Paul was no stranger to whiskey and did not eat much and kept getting, for lack of better words, crazier and crazier. He was finally talked into going to the VA psychiatric hospital where he had a few stays.With three meals a day and vitamin shots he got much better. The hospital was not far from where I lived and I visited him regularly. At that time there were a number of Vietnam vet patients in his ward and despite the problems Paul had, he was better off than several of them.
Paul's house started falling apart and he moved in with my grandmother. That helped but he didn't kick the whiskey and she couldn't stop him. When drinking he got things on his mind. The neighbor's drive bordered their property and they were continually turning in to it about 2 feet on on the wrong side of the property line. This didn't sit well with Paul. He got drunk one day, got in his car with my grandfather's Remington Sweet 16 shotgun and started circling round and round the yard with the gun hanging out the window yelling at the neighbor to stay off his property. They called the law and a couple of Sheriff's deputy's came out to see what was going on. They knew him and his condition so just waited until he stopped the car. He got out and no one will ever know if he was going to shoot at them but he did lower the gun toward them. All they could do was shoot first and they did, blowing his leg half off. They later said it was the first person they had shot in over 20 years. He was taken to the VA hospital where he stayed for almost 6 months.

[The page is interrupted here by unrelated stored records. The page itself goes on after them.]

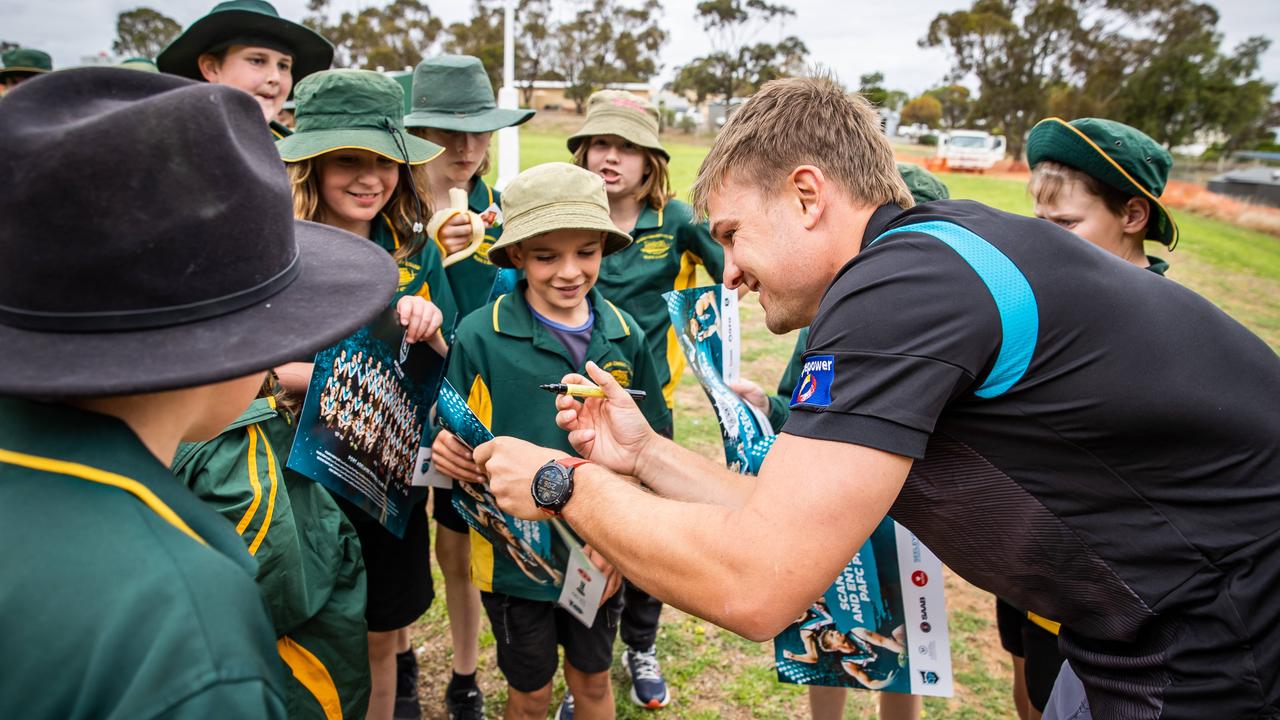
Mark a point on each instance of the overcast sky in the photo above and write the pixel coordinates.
(853, 37)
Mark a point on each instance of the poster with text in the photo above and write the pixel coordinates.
(364, 418)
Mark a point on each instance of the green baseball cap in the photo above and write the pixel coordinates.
(453, 92)
(1118, 155)
(246, 22)
(616, 112)
(554, 196)
(362, 109)
(26, 60)
(924, 186)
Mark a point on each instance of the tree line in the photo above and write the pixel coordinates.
(1156, 64)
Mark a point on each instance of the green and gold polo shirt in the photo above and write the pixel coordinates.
(471, 278)
(423, 273)
(664, 255)
(309, 563)
(123, 595)
(499, 356)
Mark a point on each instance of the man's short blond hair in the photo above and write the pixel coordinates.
(804, 121)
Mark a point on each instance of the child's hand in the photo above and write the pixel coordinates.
(419, 317)
(456, 235)
(453, 460)
(612, 578)
(750, 392)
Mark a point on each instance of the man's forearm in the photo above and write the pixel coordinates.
(677, 473)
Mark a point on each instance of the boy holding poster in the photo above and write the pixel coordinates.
(557, 229)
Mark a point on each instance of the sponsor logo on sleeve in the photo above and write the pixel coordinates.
(817, 376)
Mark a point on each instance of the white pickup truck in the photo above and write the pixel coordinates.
(970, 149)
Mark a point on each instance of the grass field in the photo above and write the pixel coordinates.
(717, 674)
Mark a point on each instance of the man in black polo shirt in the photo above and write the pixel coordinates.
(1065, 429)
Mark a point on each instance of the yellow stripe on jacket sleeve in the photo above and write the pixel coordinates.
(312, 675)
(270, 496)
(251, 463)
(96, 475)
(481, 552)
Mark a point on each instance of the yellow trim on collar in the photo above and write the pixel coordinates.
(496, 304)
(626, 328)
(1123, 172)
(96, 475)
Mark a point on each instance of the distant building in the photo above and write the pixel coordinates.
(1255, 185)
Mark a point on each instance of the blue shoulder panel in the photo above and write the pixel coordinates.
(1019, 317)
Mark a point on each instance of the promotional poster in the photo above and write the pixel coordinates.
(528, 545)
(364, 417)
(707, 327)
(880, 627)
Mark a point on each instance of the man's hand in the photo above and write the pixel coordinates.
(511, 464)
(609, 431)
(750, 392)
(453, 460)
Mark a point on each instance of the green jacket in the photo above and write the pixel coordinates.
(421, 274)
(667, 250)
(309, 563)
(123, 595)
(471, 278)
(499, 358)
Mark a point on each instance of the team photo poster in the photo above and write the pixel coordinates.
(364, 417)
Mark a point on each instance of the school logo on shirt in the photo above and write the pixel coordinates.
(654, 246)
(816, 378)
(621, 372)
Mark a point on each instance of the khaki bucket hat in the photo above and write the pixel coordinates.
(554, 196)
(616, 112)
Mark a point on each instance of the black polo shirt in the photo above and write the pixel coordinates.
(1092, 441)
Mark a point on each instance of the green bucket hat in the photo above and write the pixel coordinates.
(1118, 155)
(27, 62)
(615, 112)
(924, 186)
(361, 109)
(554, 196)
(246, 22)
(453, 92)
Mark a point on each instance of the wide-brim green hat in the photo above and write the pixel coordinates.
(26, 62)
(453, 92)
(352, 109)
(246, 22)
(1118, 155)
(615, 112)
(554, 196)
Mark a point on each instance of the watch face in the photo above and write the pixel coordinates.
(549, 484)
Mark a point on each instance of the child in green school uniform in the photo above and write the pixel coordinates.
(455, 108)
(309, 564)
(620, 142)
(557, 232)
(247, 45)
(348, 163)
(124, 595)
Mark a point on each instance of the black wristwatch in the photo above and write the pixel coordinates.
(553, 484)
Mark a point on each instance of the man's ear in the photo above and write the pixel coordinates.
(809, 187)
(1137, 214)
(209, 65)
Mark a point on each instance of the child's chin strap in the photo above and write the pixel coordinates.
(397, 137)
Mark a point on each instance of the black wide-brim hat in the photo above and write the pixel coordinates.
(246, 22)
(141, 255)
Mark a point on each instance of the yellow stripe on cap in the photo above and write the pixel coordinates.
(96, 475)
(312, 675)
(1123, 172)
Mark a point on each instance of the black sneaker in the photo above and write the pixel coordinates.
(465, 705)
(407, 706)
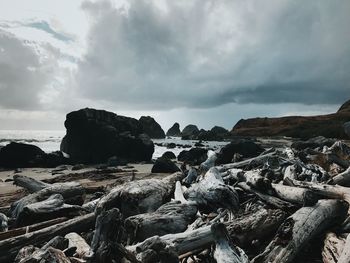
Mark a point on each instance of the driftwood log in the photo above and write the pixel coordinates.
(212, 193)
(141, 196)
(10, 247)
(300, 228)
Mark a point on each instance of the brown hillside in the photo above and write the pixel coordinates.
(330, 125)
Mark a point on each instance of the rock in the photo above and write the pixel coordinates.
(347, 128)
(151, 127)
(313, 143)
(163, 165)
(190, 132)
(246, 148)
(95, 135)
(169, 155)
(174, 130)
(330, 125)
(194, 156)
(16, 155)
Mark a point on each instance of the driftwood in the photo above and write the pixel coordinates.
(31, 184)
(141, 196)
(172, 217)
(295, 195)
(10, 247)
(212, 193)
(27, 229)
(50, 208)
(3, 222)
(225, 251)
(300, 228)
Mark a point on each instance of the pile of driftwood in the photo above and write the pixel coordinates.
(284, 205)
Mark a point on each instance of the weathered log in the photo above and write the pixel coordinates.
(83, 250)
(212, 193)
(27, 229)
(10, 247)
(295, 195)
(107, 232)
(345, 254)
(69, 191)
(3, 222)
(225, 251)
(31, 184)
(271, 200)
(300, 228)
(140, 196)
(50, 208)
(332, 248)
(342, 179)
(172, 217)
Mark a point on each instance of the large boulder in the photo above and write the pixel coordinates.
(347, 128)
(306, 127)
(174, 130)
(190, 132)
(246, 148)
(95, 135)
(15, 155)
(164, 165)
(194, 156)
(151, 127)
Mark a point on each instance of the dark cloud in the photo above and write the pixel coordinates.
(208, 53)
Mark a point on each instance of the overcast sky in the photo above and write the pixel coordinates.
(206, 62)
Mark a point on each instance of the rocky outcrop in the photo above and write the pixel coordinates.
(174, 130)
(95, 135)
(245, 148)
(194, 156)
(330, 125)
(164, 165)
(190, 132)
(151, 127)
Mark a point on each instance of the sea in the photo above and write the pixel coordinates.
(49, 141)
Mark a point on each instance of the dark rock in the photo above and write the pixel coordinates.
(151, 127)
(16, 155)
(169, 155)
(190, 132)
(245, 148)
(330, 125)
(163, 165)
(95, 135)
(174, 130)
(194, 156)
(313, 143)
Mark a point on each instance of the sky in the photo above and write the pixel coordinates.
(206, 62)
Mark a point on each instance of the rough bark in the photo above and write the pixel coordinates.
(300, 228)
(212, 193)
(141, 196)
(10, 247)
(172, 217)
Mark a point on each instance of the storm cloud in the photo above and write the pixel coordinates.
(199, 54)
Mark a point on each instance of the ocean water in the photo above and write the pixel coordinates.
(49, 141)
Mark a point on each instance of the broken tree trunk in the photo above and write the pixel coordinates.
(332, 248)
(342, 179)
(50, 208)
(295, 195)
(69, 191)
(140, 196)
(31, 184)
(212, 193)
(300, 228)
(225, 251)
(172, 217)
(10, 247)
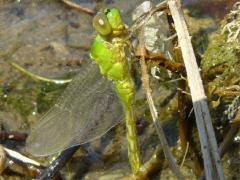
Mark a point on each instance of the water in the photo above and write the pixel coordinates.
(88, 108)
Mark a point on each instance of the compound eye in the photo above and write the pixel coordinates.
(101, 24)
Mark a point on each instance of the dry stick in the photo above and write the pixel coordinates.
(78, 7)
(145, 80)
(213, 168)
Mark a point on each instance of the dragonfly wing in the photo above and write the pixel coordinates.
(88, 108)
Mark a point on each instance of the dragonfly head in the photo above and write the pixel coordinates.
(108, 22)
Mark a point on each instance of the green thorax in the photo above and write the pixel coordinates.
(108, 51)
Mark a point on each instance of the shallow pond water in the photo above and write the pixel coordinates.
(53, 40)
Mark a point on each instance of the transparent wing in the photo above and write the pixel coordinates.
(88, 108)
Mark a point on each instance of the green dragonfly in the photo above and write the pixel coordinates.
(96, 100)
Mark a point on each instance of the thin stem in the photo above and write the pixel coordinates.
(156, 121)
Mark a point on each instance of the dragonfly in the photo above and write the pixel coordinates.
(97, 99)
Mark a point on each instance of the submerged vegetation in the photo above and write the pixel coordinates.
(70, 34)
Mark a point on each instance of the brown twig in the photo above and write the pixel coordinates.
(78, 7)
(211, 158)
(145, 81)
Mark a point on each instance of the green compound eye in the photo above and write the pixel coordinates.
(101, 24)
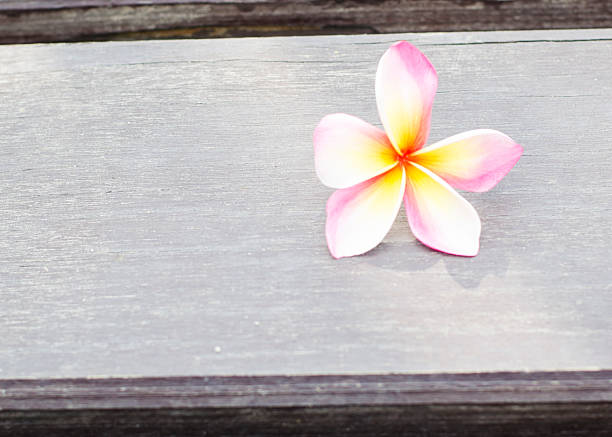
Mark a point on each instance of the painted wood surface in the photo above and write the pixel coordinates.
(74, 20)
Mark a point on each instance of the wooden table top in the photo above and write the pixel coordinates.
(161, 216)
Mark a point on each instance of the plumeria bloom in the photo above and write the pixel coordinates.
(375, 170)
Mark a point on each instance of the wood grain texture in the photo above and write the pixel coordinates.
(513, 404)
(161, 215)
(305, 391)
(73, 20)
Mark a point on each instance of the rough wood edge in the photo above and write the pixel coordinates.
(304, 391)
(87, 20)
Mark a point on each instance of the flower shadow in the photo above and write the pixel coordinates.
(409, 255)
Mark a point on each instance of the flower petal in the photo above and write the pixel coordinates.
(359, 217)
(438, 216)
(349, 151)
(406, 84)
(474, 161)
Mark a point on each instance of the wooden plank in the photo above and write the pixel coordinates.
(306, 391)
(161, 215)
(517, 404)
(72, 20)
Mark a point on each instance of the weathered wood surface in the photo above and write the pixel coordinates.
(532, 404)
(72, 20)
(160, 217)
(161, 214)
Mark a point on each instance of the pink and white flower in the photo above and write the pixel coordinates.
(375, 170)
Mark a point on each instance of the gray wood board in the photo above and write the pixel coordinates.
(77, 20)
(160, 214)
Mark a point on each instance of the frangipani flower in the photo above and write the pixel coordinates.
(375, 170)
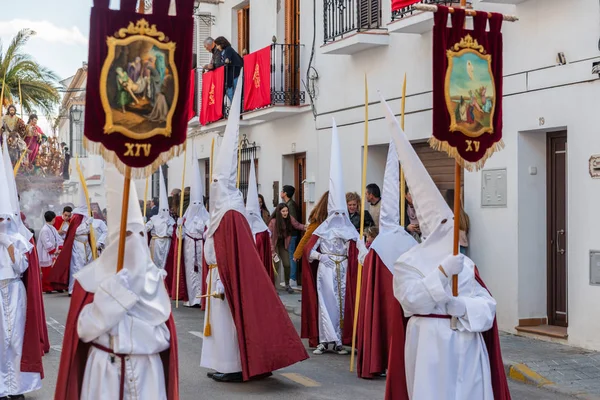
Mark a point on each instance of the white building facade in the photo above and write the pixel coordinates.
(533, 209)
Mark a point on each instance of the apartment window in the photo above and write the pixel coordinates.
(343, 17)
(244, 30)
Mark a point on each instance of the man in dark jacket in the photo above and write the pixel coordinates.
(287, 193)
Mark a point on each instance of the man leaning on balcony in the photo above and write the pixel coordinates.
(215, 61)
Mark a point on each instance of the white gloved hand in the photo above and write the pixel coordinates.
(456, 307)
(453, 265)
(5, 240)
(220, 288)
(123, 279)
(362, 251)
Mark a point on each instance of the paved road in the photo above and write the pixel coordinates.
(319, 378)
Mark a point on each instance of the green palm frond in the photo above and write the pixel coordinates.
(38, 83)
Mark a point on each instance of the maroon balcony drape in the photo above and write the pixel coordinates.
(213, 90)
(142, 81)
(257, 79)
(482, 97)
(398, 4)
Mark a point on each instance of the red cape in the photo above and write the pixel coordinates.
(266, 336)
(378, 308)
(171, 263)
(34, 342)
(310, 304)
(61, 270)
(263, 245)
(395, 388)
(183, 293)
(75, 352)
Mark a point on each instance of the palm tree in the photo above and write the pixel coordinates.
(38, 83)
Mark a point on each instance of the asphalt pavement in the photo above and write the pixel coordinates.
(325, 377)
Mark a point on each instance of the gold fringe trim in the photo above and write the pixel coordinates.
(136, 173)
(439, 145)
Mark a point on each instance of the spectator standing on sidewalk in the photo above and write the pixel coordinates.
(281, 226)
(373, 196)
(287, 193)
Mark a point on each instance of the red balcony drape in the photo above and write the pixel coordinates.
(257, 79)
(213, 87)
(398, 4)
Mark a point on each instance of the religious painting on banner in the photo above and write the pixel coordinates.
(139, 82)
(398, 4)
(257, 79)
(467, 87)
(213, 90)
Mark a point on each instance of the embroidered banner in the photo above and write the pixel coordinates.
(257, 79)
(192, 96)
(213, 90)
(138, 83)
(398, 4)
(467, 87)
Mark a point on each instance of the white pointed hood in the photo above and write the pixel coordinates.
(14, 196)
(196, 212)
(337, 224)
(163, 200)
(145, 279)
(392, 240)
(435, 217)
(224, 195)
(253, 214)
(81, 201)
(429, 204)
(10, 225)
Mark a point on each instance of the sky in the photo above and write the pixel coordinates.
(62, 28)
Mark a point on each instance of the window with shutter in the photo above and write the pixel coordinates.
(369, 14)
(244, 31)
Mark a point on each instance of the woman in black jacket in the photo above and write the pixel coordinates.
(233, 64)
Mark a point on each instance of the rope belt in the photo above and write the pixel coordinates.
(195, 250)
(439, 316)
(122, 357)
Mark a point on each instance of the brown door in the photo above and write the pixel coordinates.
(291, 52)
(300, 176)
(557, 228)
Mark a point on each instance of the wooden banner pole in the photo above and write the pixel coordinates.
(362, 222)
(402, 179)
(146, 199)
(124, 212)
(180, 242)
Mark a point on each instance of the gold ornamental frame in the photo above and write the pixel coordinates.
(468, 45)
(141, 31)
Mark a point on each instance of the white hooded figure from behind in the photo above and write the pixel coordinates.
(81, 254)
(253, 214)
(193, 225)
(13, 299)
(331, 251)
(129, 312)
(161, 226)
(457, 360)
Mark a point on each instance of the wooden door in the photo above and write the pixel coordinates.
(292, 51)
(299, 177)
(557, 228)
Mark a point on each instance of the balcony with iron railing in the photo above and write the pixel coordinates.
(351, 26)
(410, 20)
(285, 96)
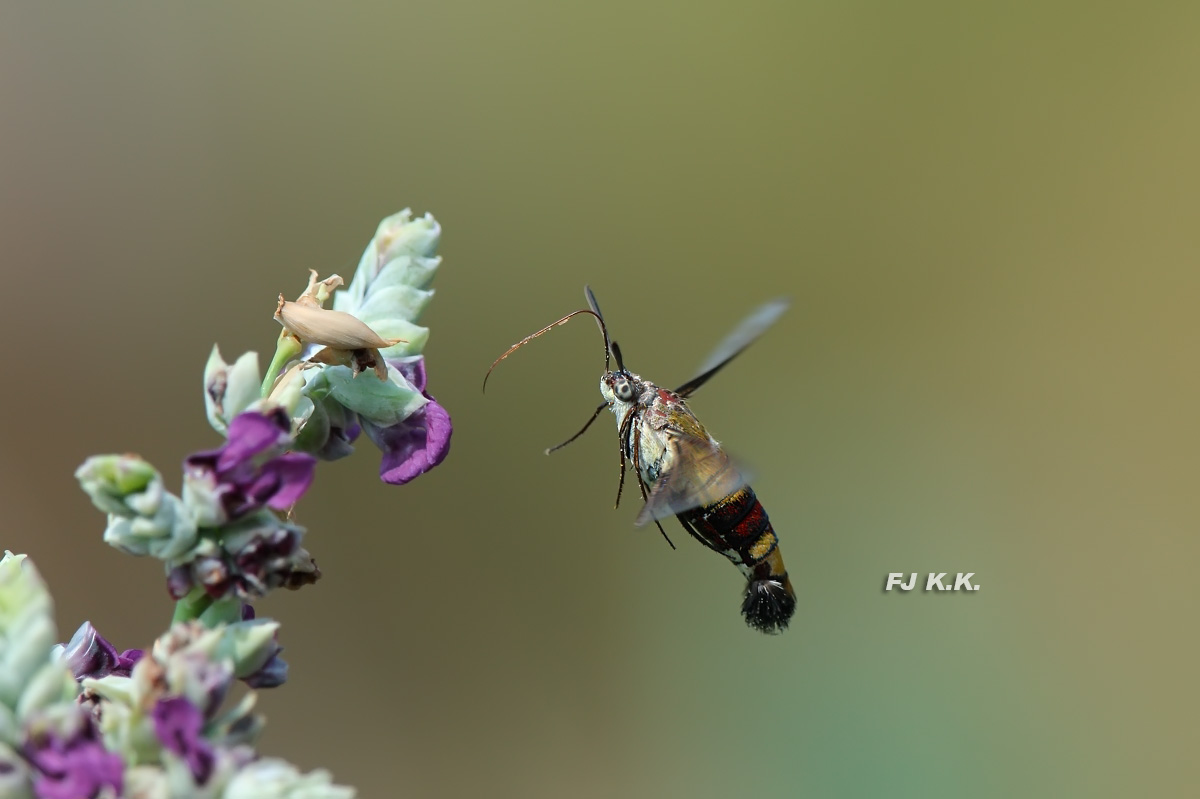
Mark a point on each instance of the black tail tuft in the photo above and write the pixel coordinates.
(768, 605)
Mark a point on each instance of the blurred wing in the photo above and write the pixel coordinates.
(753, 326)
(699, 474)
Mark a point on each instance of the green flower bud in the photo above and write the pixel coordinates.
(229, 390)
(124, 485)
(383, 402)
(168, 534)
(390, 286)
(30, 679)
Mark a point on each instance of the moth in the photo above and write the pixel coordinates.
(683, 472)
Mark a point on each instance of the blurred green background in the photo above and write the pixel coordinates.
(985, 215)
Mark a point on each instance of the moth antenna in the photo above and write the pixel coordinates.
(547, 329)
(594, 416)
(616, 353)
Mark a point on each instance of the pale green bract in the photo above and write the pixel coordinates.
(35, 685)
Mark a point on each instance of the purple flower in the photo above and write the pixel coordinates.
(76, 768)
(252, 469)
(178, 722)
(420, 442)
(90, 655)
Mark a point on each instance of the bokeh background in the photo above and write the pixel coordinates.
(985, 215)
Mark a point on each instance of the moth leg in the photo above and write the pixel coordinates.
(622, 440)
(637, 468)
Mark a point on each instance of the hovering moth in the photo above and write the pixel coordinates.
(683, 472)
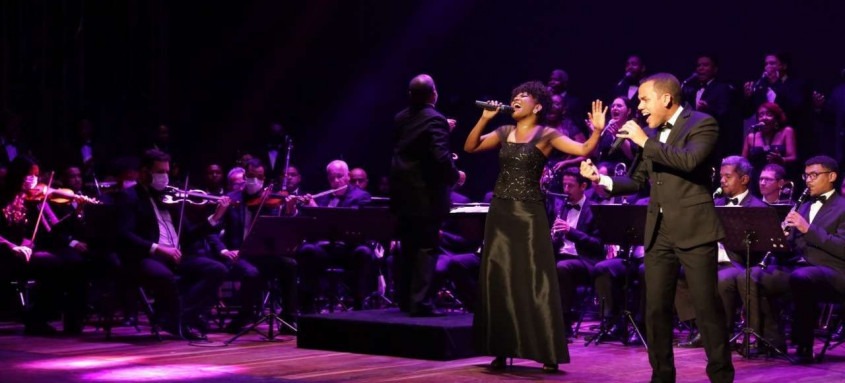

Paul was never charged with the incident but the police did confiscate the shotgun. My brother-in-law did get it back and gave it to me. We never told Paul and that was probably for the best.
Paul eventually walked again, came back home and to the best of my knowledge never drank another drop.
After my grandmother died Paul stayed in the house but became reclusive. He had about 6 stray dogs with him at all times and they had run of the house which progressively fell apart. For about 10 years he never would allow anyone in, always coming outside the door to talk with people. We later found out why.
Several years ago Paul was getting bad off and couldn't take care of himself so he was finally taken to a nursing home where they took good care of him.
We found the house to be in unlivable condition, floors caved in and the roof had leaked for years. My sister salvaged what could be including my great grandfather's 150 year old banjo which she so graciously gave to me.
Due to complaints from neighbors to the county about the house it was torn down and buried. There was not much else to do and we never told Paul.
I visited Paul a number of times at the nursing home, taking him cigarettes which he appreciated but it was my sister who always looked in on him. She was his angel in his last years.
There won't be many at his graveside service. Just a few of us. We don't even know where any of his sons live. It's a shame but that's how it is. There will be a couple of veterans there to give him a last salute.
I always liked Paul. He was never anything but friendly and kind to me. He lived a very up and down life, strange most of the time but what can one say or do except to tell part of his tale.
Thanks for the memories Paul. You will be missed.